皆とても立派になっていて、山手線の内側に3階建ての家を建てて暮らしていたり、某地に億ションを持っていたりと、このご時世に随分裕福な暮らしをしている。何より、彼ら自身があの頃と変わらない、しなやかで屈託のない雰囲気を醸していた。私が暗いトンネルを抜けてきたからそう見えるのか、額面通りに受け止めてよいほど幸福に生きているからなのかはわからないが、一つ感じたことは彼らは具体的で形のある目標とかゴールというものを描いているようには見えなかったことだ。彼らの言葉を借りれば、日々やることがありすぎて先のことまで考えてられない、ということらしい。ある時一緒に過ごしたメンツなんだから時々会ってこうやって飲めればいい、と中の一人が言っていた。朧げな未来は見据えるにしても結果として今やることをこなしていくことをずっと続けてきた者たちからすれば、おそらく本音で、それ以上でもそれ以下でもないのだろう。

 

昔から言われることだけど、生きるということは寂しさと向き合うことだ。亡くなった宇宙物理学者のカールセーガンも『コンタクト』の中で異星人との遭遇にそんな意味の言葉を使っている。

 

未来に夢があるなら素敵だと思う。

夢を描けなくても幸せな人々がいるのも事実だ。

自分を拒まず、変化を許容し、今ここなどと意識することなく、生きていけるといいと思う。自分の中にあるいくつもの自分とつながり、大切な過去や人々とつながり、それらが生み出す生きる力によって目指したい未来が見えてくるなら、素敵だと思う。

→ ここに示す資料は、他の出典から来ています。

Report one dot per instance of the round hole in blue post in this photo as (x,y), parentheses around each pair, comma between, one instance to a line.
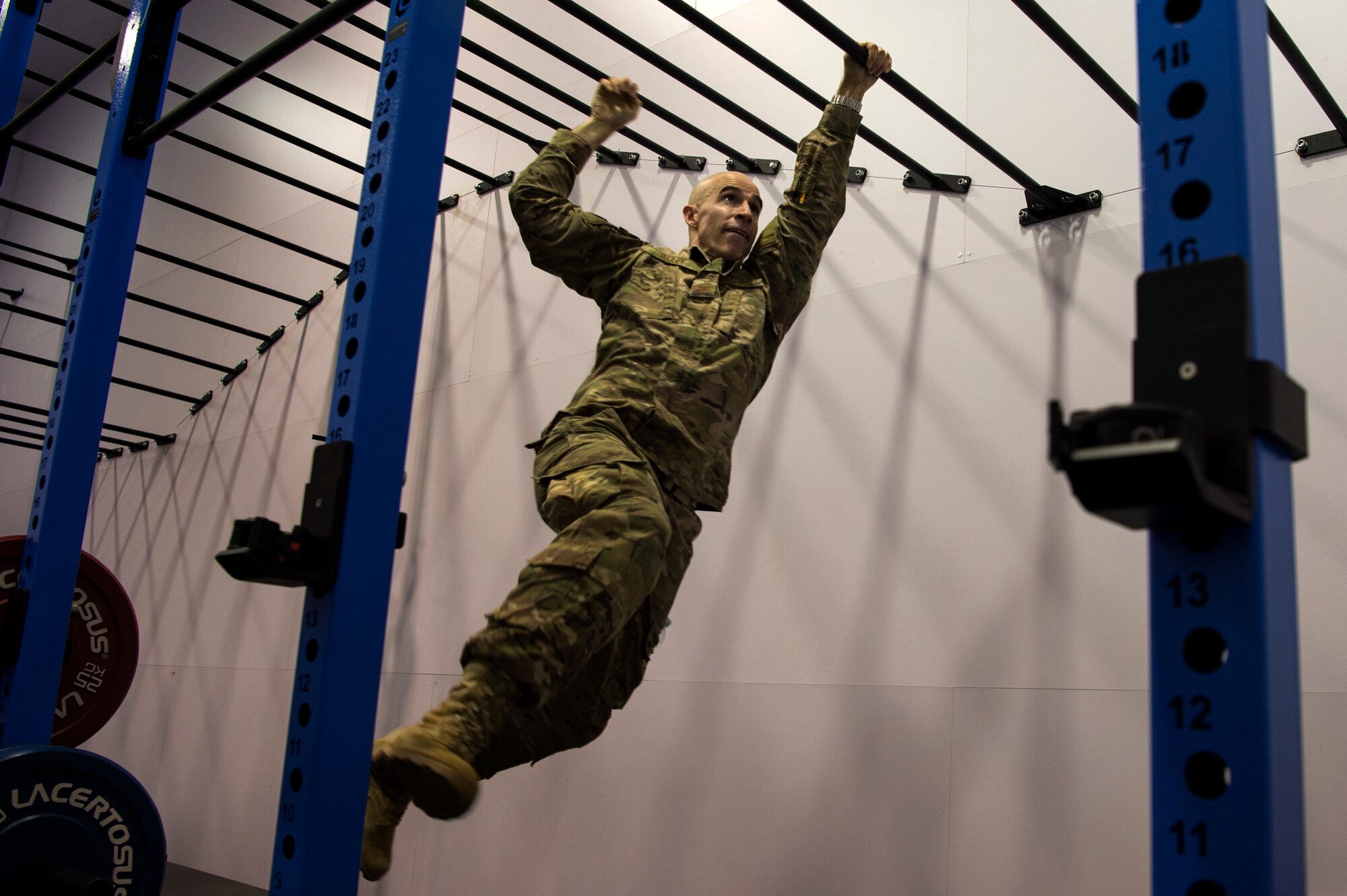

もし、運よくそんな未来が思い描けたとして、そうやって生きていると、いろんなものがついてくるし、それに付随して起こることもいろいろとある。多くは出会いで、それが次のステップを用意してくれる。私はスピリチュアルが結構好きだけど、これはそんな抽象的な話ではない。ごくごく身近な皆の人生に当たり前に生じることだ。

私たちは、そこから必要なものに手を伸ばせばいい。